Locke pointed to high duties like 19 per cent levies on civil aviation aircraft and 50 per cent on apples, besides raising issues like limits on foreign direct investment in key sectors and inadequate protection of intellectual property.
"These measures explain why India is still ranked only 134 out of 183 countries on the World Bank's Ease of Doing Business Report," he said, addressing business leaders at a conference organised by industry body FICCI.
Locke, who was in India on a four-day visit, met Indian CEOs, including Reliance Industries Chairman Mukesh Ambani, who were part of the US-India CEO Forum.
They discussed a wide range of issues, including clean energy, standards and education.
Locke said: "We have made important progress this week, not just to lay the groundwork for more sales of US goods in India, but to take another real step towards strengthening the bonds between the governments, the businesses and the people of India and the US."

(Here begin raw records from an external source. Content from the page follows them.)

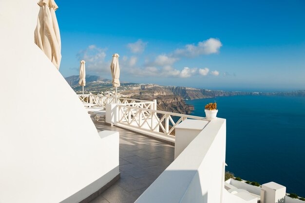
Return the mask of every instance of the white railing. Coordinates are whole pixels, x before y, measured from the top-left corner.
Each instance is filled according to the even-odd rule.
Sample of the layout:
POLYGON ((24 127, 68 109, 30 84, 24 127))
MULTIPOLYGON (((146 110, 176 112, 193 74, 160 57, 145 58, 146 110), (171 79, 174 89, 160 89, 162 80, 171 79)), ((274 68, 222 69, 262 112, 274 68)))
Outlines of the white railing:
POLYGON ((98 107, 106 107, 107 104, 120 104, 133 107, 156 110, 156 101, 147 101, 127 98, 103 96, 100 94, 78 94, 84 103, 91 103, 98 107))
POLYGON ((175 113, 131 105, 117 105, 117 119, 115 125, 130 129, 138 129, 150 134, 174 138, 176 126, 187 119, 205 118, 175 113))

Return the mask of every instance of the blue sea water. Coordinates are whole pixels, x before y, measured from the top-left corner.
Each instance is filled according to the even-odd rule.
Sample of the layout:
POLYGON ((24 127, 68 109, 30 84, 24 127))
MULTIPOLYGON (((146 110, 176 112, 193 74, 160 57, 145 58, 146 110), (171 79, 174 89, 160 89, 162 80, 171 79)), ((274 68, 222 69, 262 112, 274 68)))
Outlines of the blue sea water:
POLYGON ((227 119, 226 170, 261 185, 273 181, 305 197, 305 97, 236 96, 187 101, 205 116, 216 101, 227 119))

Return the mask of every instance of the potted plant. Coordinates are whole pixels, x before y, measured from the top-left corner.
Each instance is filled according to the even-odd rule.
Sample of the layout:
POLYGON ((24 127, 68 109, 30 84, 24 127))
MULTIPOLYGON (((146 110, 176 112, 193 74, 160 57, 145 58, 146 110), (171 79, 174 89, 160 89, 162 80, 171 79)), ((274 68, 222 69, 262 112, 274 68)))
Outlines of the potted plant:
POLYGON ((213 119, 216 118, 218 110, 217 110, 217 105, 215 103, 210 103, 206 105, 205 107, 205 112, 206 112, 206 118, 208 119, 213 119))

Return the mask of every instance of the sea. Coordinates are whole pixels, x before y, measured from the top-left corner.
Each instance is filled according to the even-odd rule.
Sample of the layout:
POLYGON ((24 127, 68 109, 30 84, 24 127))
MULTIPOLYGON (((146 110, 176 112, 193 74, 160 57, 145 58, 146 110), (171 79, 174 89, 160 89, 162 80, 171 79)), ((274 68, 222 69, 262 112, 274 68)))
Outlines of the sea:
POLYGON ((217 102, 227 119, 226 170, 261 185, 273 181, 305 197, 305 97, 235 96, 187 100, 205 116, 217 102))

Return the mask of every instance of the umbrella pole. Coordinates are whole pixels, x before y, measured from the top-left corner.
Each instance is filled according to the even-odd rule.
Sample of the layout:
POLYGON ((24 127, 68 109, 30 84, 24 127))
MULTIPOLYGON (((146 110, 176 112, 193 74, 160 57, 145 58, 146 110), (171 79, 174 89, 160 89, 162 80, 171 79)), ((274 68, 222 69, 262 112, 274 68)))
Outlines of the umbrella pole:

Locke was here on a high-technology trade mission, which he had announced during President Obama's trip last November.
He was accompanied by 24 companies, promoting technologies and services related to civil nuclear energy, civil aviation, defence, homeland security and communications.

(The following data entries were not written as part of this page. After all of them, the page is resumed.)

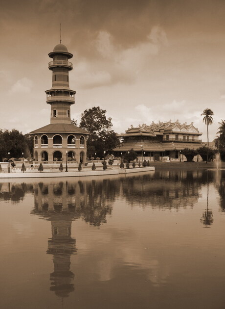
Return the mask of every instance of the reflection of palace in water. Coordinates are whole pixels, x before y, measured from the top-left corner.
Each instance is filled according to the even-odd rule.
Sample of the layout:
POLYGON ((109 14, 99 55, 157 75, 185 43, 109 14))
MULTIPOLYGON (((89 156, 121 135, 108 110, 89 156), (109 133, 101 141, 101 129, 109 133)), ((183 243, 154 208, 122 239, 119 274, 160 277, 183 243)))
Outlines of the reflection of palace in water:
MULTIPOLYGON (((33 215, 51 222, 52 236, 46 253, 53 257, 54 270, 50 274, 50 289, 64 298, 74 290, 74 274, 70 259, 78 253, 71 235, 72 222, 76 219, 99 227, 112 213, 117 198, 125 199, 131 206, 174 208, 193 207, 201 195, 202 186, 211 182, 213 174, 205 171, 158 170, 135 176, 122 176, 89 181, 66 181, 0 183, 0 201, 18 203, 26 194, 33 194, 33 215)), ((225 200, 225 180, 222 177, 217 186, 225 200)), ((223 202, 224 201, 224 202, 223 202)), ((208 225, 212 215, 206 209, 202 220, 208 225), (209 220, 209 219, 210 219, 209 220)))

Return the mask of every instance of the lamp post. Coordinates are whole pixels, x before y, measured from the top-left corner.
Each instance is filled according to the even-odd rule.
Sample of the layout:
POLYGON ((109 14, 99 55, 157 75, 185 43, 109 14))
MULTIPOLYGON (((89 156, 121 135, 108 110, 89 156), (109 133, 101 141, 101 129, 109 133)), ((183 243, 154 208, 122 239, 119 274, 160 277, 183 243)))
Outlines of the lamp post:
POLYGON ((8 154, 9 155, 9 165, 8 165, 8 172, 9 173, 10 173, 10 166, 9 165, 9 154, 10 154, 10 153, 8 153, 8 154))
POLYGON ((67 155, 68 154, 68 151, 67 150, 67 151, 66 152, 66 172, 68 172, 68 167, 67 166, 67 155))

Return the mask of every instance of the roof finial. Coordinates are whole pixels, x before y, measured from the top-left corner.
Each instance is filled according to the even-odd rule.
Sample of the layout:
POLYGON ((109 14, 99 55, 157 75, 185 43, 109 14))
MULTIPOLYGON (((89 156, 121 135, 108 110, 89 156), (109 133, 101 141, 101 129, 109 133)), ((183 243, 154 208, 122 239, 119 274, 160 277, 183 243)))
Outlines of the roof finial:
POLYGON ((60 40, 59 40, 60 44, 62 44, 62 39, 61 39, 61 24, 60 24, 60 40))

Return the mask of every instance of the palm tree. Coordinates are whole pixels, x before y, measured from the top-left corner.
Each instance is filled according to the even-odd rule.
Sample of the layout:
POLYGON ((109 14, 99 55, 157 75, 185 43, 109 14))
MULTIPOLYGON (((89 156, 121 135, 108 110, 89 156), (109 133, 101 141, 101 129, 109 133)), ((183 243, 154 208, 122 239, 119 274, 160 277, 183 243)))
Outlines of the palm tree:
POLYGON ((212 125, 213 122, 213 118, 212 115, 214 115, 213 112, 210 108, 205 108, 203 111, 203 113, 201 114, 201 116, 203 116, 202 119, 203 122, 207 126, 207 159, 206 163, 208 160, 208 125, 212 125))

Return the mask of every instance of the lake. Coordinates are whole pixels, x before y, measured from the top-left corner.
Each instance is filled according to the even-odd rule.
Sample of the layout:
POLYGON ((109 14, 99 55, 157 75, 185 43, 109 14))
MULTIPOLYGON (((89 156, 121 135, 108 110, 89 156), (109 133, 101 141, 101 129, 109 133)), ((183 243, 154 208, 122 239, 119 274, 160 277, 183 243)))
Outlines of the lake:
POLYGON ((0 211, 2 309, 225 308, 225 171, 1 182, 0 211))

In the first 11 months of 2010, US merchandise exports to
India totalled $17.6 billion, up 17 per cent from the same period last year. The bilateral trade was $36.5 billion in 2009-10.
Locke said the US is seeking a level-playing field and "merely" asking for the same treatment foreign companies and investors receive in America, and added that his country has benefited by having an open trade policy.
"The simple fact is that the United States would not be the innovative, dynamic country it is today without being so open to the ideas, the innovations, and, indeed, the capital of foreigners," he said.
Locke said the full potential of Indo-US ties will be realised only when India addresses these concerns, and added that standard of living here will improve if trade barriers are lifted.
India's barriers can only protect "some domestic industries in the short-term...there is much work left to be done", he added.
Even in the US, concerns were raised that "foreign investors would try to control America's destiny", but these fears have proved to be "unfounded", as the historical evidence suggests, Locke said.
America has delivered on the promises made during the Presidential visit to India, and the final nine companies were removed from the "entity list" over the last fortnight, he added.
Locke said these include subordinate entities of the Indian Space Research Organisation and the Defence Research and Development Organisation, which were barred as part of sanctions following India's 1998 nuclear tests.